The Privacy Amendment (Notifiable Data Breaches) Bill 2016 (“the Bill”), which the Australian Senate passed on February 13th, amends the Privacy Act of 1988 (Privacy Act) to require that qualifying companies provide notification if there is “unauthorized access to, unauthorized disclosure of, or loss of, personal information by an entity,” and “the access, disclosure or loss is likely to result in serious harm to any of the individuals to whom the information relates.” According to the Office of the Australian Information Commissioner, examples of personal information include names, signatures, addresses, telephone numbers, dates of birth, medical records and “commentary or opinion” about individuals.
Companies must “take all reasonable steps” to complete a “reasonable and expeditious” assessment of whether a breach triggers the Bill’s notification requirements within 30 days of becoming aware of a breach. In conducting such an assessment, companies should consider the type and sensitivity of the personal information at issue, security measures that protect the information, the likelihood those measures may be overcome, the identity of the individuals who obtained the information, and the likelihood that these individuals have any intention of causing harm. The Bill’s explanatory memorandum describes serious financial, economic or physical harm as the most likely harm giving rise to the Bill’s notification requirements, but does not exclude serious psychological or emotional harm.
Companies must notify the Commissioner and individuals as soon as practicable after becoming aware of an applicable breach. Notifications must include a description of the breach, the kinds of information concerned, and steps individuals should take in response.
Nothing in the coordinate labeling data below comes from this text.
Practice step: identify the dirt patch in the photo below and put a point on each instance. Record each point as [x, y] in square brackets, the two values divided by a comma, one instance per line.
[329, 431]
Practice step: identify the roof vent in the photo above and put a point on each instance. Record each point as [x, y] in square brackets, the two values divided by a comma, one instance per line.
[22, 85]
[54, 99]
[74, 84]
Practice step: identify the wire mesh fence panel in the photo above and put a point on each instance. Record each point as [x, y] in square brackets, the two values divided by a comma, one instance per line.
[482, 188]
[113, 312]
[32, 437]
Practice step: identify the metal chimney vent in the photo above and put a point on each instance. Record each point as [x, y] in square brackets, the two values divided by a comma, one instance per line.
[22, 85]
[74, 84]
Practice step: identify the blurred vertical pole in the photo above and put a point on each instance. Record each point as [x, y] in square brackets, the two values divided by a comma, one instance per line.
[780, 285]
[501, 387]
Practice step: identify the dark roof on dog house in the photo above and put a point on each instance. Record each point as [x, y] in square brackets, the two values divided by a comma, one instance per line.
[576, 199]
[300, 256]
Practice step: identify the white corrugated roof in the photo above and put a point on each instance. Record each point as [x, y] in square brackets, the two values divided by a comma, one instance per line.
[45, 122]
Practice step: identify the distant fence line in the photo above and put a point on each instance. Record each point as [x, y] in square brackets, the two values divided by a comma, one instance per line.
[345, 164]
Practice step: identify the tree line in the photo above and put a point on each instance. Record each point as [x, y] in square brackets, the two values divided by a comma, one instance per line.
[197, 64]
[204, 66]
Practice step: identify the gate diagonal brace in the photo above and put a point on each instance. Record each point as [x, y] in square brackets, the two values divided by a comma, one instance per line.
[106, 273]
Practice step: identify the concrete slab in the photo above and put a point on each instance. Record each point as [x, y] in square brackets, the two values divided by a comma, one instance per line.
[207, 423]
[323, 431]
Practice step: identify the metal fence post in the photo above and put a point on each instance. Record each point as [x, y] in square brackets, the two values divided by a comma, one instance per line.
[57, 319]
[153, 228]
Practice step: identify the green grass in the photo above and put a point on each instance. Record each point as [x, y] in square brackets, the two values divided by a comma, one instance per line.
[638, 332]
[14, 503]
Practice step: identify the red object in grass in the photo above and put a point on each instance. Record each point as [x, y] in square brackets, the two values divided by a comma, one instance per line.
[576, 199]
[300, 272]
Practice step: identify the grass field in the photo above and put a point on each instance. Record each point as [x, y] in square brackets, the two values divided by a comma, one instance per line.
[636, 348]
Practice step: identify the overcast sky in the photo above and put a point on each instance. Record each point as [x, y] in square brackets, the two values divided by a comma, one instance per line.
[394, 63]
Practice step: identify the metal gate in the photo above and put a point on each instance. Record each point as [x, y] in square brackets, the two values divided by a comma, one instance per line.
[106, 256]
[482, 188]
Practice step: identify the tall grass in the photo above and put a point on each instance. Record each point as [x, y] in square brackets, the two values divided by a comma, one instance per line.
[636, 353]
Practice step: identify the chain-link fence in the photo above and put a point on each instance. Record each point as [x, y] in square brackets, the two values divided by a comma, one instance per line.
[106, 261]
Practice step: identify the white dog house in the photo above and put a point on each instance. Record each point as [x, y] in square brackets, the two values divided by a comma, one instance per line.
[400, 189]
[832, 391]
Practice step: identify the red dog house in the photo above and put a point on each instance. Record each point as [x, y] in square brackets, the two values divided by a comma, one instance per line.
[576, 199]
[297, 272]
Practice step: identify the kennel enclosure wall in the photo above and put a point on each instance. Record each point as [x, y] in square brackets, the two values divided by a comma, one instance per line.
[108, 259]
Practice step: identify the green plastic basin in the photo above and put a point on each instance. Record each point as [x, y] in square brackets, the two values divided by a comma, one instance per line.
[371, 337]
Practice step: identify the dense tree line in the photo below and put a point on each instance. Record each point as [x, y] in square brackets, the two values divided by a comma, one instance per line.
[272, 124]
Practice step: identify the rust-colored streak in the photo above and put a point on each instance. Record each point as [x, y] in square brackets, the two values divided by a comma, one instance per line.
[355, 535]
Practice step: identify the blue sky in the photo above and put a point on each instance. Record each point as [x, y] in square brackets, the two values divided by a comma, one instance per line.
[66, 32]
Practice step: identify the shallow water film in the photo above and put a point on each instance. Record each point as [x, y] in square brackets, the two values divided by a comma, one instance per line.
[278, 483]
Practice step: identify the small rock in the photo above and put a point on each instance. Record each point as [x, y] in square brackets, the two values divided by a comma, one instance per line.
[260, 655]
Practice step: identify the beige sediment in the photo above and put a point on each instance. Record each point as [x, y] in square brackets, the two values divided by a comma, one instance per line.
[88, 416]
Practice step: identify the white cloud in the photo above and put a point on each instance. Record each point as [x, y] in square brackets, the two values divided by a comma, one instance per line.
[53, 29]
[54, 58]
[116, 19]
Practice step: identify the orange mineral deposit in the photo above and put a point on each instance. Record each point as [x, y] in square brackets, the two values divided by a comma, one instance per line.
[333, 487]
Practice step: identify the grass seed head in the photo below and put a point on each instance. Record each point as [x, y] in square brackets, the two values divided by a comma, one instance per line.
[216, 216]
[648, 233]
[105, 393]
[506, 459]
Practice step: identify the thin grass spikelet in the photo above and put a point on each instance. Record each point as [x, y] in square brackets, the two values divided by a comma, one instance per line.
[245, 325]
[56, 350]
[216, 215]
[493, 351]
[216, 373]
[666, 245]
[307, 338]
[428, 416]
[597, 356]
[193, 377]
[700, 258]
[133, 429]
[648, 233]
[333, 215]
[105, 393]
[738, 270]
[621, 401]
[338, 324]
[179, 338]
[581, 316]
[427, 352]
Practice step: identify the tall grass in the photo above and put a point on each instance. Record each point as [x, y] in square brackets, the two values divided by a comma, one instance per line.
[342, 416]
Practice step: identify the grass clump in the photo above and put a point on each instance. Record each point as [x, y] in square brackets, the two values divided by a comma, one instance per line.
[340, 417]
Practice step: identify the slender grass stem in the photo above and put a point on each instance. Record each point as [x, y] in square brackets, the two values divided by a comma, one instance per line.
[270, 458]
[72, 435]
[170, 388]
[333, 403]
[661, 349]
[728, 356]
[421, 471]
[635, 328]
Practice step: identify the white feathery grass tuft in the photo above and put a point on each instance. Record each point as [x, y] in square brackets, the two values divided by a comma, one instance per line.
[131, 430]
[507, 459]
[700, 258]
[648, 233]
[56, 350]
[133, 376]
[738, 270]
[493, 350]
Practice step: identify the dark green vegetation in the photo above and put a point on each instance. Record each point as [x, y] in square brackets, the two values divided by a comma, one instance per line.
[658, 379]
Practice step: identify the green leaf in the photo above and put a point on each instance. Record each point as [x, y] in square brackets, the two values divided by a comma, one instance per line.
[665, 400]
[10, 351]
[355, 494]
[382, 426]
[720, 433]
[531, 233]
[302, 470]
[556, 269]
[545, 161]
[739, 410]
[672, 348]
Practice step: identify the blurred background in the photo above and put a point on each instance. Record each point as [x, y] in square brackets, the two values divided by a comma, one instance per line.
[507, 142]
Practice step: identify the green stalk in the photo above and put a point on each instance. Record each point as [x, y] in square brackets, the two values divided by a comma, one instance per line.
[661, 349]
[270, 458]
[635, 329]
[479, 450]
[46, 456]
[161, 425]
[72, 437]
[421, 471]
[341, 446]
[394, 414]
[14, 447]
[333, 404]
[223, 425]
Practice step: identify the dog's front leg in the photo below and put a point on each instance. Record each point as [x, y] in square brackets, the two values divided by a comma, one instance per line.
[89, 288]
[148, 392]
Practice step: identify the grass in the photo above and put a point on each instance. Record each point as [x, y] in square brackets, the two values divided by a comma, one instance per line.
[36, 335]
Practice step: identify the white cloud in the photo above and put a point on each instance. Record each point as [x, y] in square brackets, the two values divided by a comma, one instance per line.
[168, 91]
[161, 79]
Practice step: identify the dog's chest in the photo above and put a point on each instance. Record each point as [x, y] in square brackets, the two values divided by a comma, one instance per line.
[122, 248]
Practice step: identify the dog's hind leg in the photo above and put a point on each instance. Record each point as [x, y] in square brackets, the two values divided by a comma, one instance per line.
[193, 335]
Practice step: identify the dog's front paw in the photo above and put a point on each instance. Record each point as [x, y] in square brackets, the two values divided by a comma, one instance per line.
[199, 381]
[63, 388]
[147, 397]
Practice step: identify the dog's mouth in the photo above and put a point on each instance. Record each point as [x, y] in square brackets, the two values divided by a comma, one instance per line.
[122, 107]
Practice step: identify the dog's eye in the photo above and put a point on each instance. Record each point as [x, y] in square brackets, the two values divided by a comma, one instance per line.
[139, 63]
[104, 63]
According to the Bill’s explanatory memorandum, the Commissioner can initiate investigations and make applications for civil penalties for “serious or repeated interferences with the privacy of an individuals.”
Entities that are not covered by the Privacy Act’s requirements, such as intelligence agencies, political parties, media organizations and small business operators, are also exempt from the Bill’s requirements.
The Bill may take effect on a date set by proclamation, or otherwise if the provisions do not commence before 12 months from the day after the Bill receives the Royal Assent, which is still pending. It is generally expected that the Bill will become effective in 2018.